Existe una tradición de historias que cuentan la fortuna imprevista y desgraciada de sus personajes. Citaré una de hace más de cien años y otra de 2005: el pavoroso relato La pata de mono, de W. W. Jacobs, y la novela Remainder, de Tom McCarthy, en la que un objeto caído del cielo deja al protagonista y narrador sin memoria después de fracturarle el cráneo. El accidentado recibirá una indemnización de ocho millones y medio de libras, que, como en Lionel Asbo, crecerán gracias a especulaciones e inversiones diversas, para acabar en juegos caprichosos de recuperación del tiempo perdido y desembocar en un desastre criminal. La anécdota del impacto transformador tenía un antecedente que nos interesa: en Perro callejero (2003), de Martin Amis, Xan Meo cambiaba radicalmente como consecuencia de una lesión cerebral producida con una porra, y se convertía en un anticipo de Asbo.

Pero la sustancia de Lionel Asbo. El estado de Inglaterra no es la fábula sobre los caprichos de la fortuna y la fatalidad del destino, sino la sátira contra la nueva riqueza o, quizá con más precisión, contra la pérdida de antiguas jerarquías que, en última instancia, se basaban en la propiedad de capital y bienes raíces. Los nuevos propietarios son imprevisibles y pueden ser peligrosos. La prueba cómica, de risa, es Asbo, que con poco más de veinte años ya es todo un millonario y todo un asesino, además de ser un imbécil muy famoso. Para destacar la perversión de estas nuevas figuras despreciables, Amis recurre al sobrino de Asbo, Desmond, su antítesis, un muchacho modélico, que, a pesar del ambiente en el que se cría, va al colegio, saca matrículas, llega a la universidad, estudia criminología y periodismo, es periodista de sucesos, funda una familia y tiene una mujer y una hija maravillosas.

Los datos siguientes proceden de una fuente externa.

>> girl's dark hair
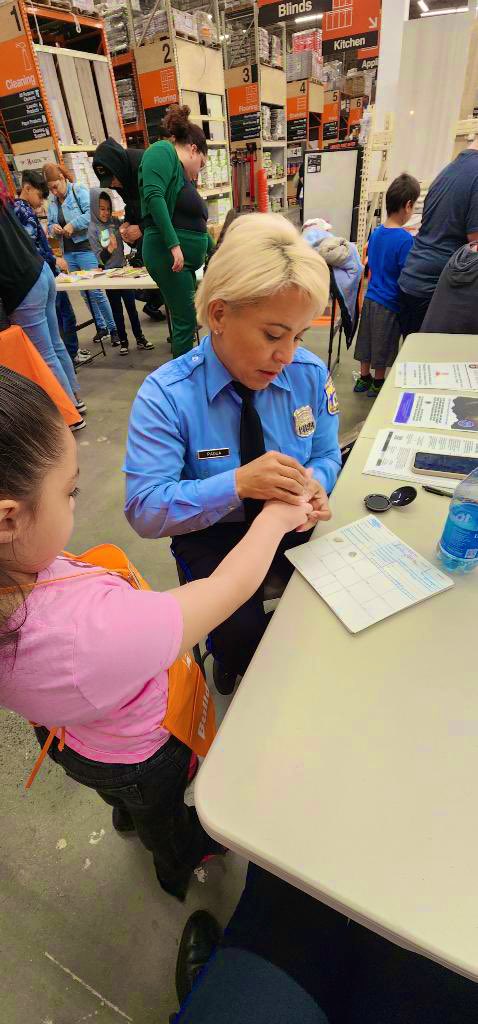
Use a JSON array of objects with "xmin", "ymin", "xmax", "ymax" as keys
[
  {"xmin": 162, "ymin": 103, "xmax": 208, "ymax": 157},
  {"xmin": 0, "ymin": 367, "xmax": 63, "ymax": 655},
  {"xmin": 385, "ymin": 174, "xmax": 421, "ymax": 217}
]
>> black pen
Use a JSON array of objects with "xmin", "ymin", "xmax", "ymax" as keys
[{"xmin": 423, "ymin": 483, "xmax": 454, "ymax": 498}]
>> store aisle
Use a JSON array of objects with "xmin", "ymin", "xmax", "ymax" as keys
[{"xmin": 0, "ymin": 301, "xmax": 370, "ymax": 1024}]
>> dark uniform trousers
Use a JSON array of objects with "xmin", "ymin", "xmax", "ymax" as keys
[{"xmin": 171, "ymin": 523, "xmax": 311, "ymax": 676}]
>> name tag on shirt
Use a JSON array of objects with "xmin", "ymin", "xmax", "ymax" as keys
[{"xmin": 197, "ymin": 449, "xmax": 230, "ymax": 459}]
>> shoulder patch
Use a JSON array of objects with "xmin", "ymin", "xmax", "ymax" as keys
[
  {"xmin": 325, "ymin": 374, "xmax": 339, "ymax": 416},
  {"xmin": 151, "ymin": 345, "xmax": 204, "ymax": 387}
]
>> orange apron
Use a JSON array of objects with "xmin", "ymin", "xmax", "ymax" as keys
[{"xmin": 25, "ymin": 544, "xmax": 216, "ymax": 790}]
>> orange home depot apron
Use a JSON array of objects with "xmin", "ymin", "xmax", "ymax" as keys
[
  {"xmin": 0, "ymin": 327, "xmax": 81, "ymax": 427},
  {"xmin": 25, "ymin": 544, "xmax": 216, "ymax": 790}
]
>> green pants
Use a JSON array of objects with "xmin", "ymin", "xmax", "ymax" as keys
[{"xmin": 142, "ymin": 227, "xmax": 208, "ymax": 356}]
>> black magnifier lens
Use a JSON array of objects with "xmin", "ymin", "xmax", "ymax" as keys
[
  {"xmin": 363, "ymin": 488, "xmax": 390, "ymax": 512},
  {"xmin": 390, "ymin": 487, "xmax": 417, "ymax": 508}
]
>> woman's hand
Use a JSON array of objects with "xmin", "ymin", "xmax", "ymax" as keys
[
  {"xmin": 297, "ymin": 469, "xmax": 332, "ymax": 534},
  {"xmin": 235, "ymin": 452, "xmax": 310, "ymax": 505},
  {"xmin": 260, "ymin": 498, "xmax": 312, "ymax": 535},
  {"xmin": 171, "ymin": 246, "xmax": 184, "ymax": 273}
]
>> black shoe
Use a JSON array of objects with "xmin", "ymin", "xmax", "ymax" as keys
[
  {"xmin": 113, "ymin": 807, "xmax": 136, "ymax": 836},
  {"xmin": 136, "ymin": 334, "xmax": 155, "ymax": 352},
  {"xmin": 93, "ymin": 327, "xmax": 110, "ymax": 345},
  {"xmin": 176, "ymin": 910, "xmax": 222, "ymax": 1006},
  {"xmin": 142, "ymin": 302, "xmax": 166, "ymax": 324},
  {"xmin": 213, "ymin": 658, "xmax": 237, "ymax": 696}
]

Tom Sutcliffe, en un artículo publicado en The Independent el 16 de junio de 2012, no relacionaba a Amis con Dickens, sino con William Hogarth: las vidas paralelas y antagónicas de Desmond y Asbo reproducirían el esquema de las ilustraciones hogarthianas sobre el buen y el mal aprendiz, el vago y el laborioso. Baudelaire, el 15 de octubre de 1857, en el periódico Le Présent, definía a Hogarth como «brutal y violento, pero siempre preocupado por el sentido moral de sus composiciones, moralista ante todo», y caracterizaba a los caricaturistas ingleses en general con los siguientes rasgos: «violencia y amor por lo excesivo; manera simple, archibrutal y directa de plantear el asunto». Concluía: «En materia de caricatura, los ingleses son ultras».

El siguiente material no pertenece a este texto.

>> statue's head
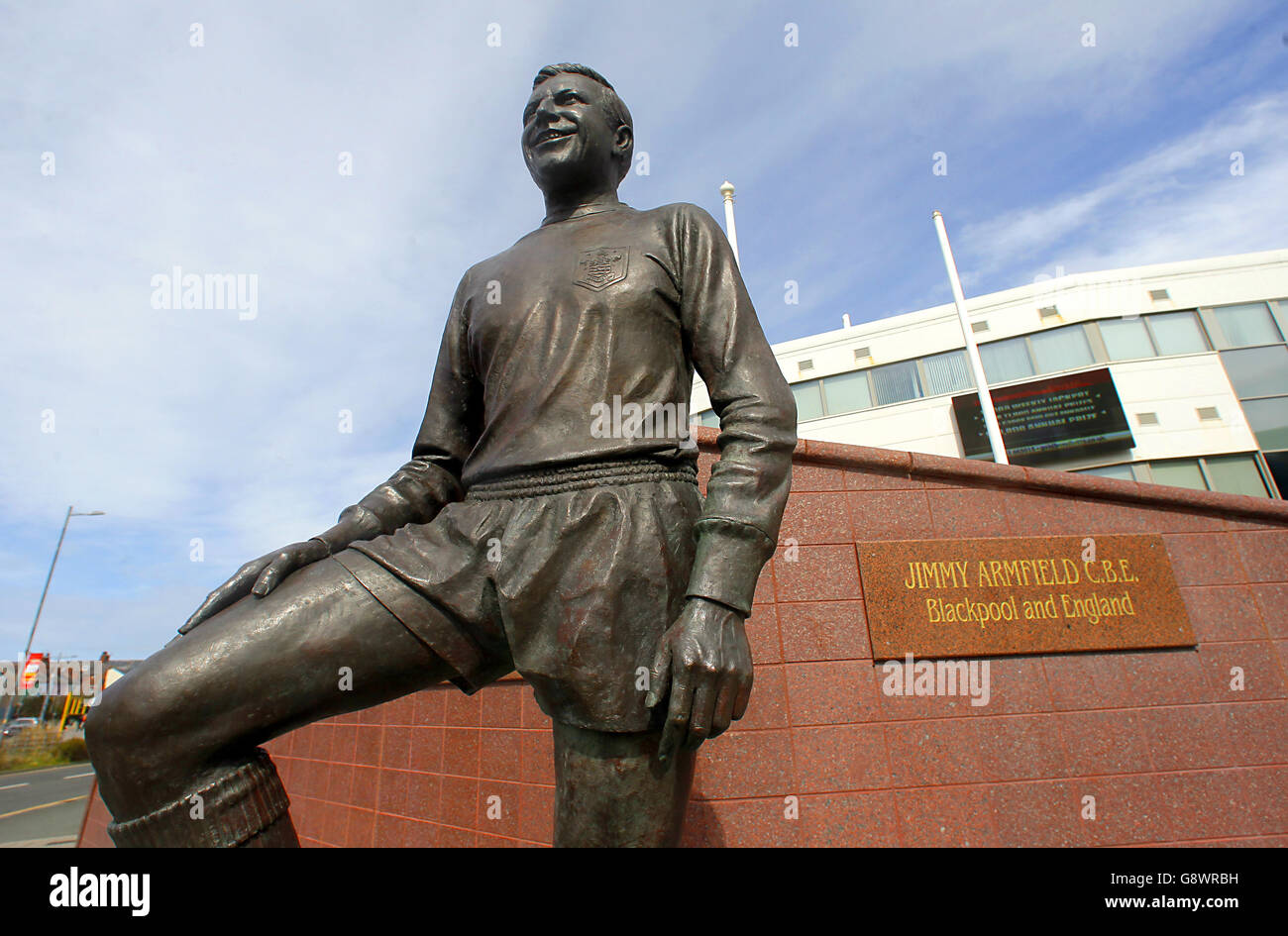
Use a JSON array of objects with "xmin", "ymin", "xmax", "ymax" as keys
[{"xmin": 523, "ymin": 61, "xmax": 635, "ymax": 194}]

La ultrabrutalidad de Asbo alcanza el límite cuando dirige su venganza contra la hija de Desmond, echándosela a los pitbulls, metonimia de su amo. En la novela resuena incesantemente el estribillo que precede sus distintas partes, «¿Quién dejó entrar a los perros? ¿Quién, quién?», eco de Who let the dogs out?, una canción de los Baha Men, en la que se repite como un ladrido Who, who? ¿Quién dejó entrar a un tipo como Lionel Asbo? Y parece que las cosas van a peor: Lionel sufre al final la decepción de que una niña supere su récord de precoz peligrosidad social durante unos meses: ¡a los dos años ya ha merecido la pequeña prodigio una ASBO! En todo caso, aunque los perros ladren, ¿dejan los señores de cabalgar?

Justo Navarro ha traducido a autores como Paul Auster, Jorge Luis Borges, T. S. Eliot, F. Scott Fitzgerald, Michael Ondatjee, Ben Rice, Virginia Woolf, Pere Gimferrer y Joan Perucho. Sus últimos libros son Finalmusik (Barcelona, Anagrama, 2007), El espía (Barcelona, Anagrama, 2011) y El país perdido. La Alpujarra en la guerra morisca (Sevilla, Fundación José Manuel Lara, 2013).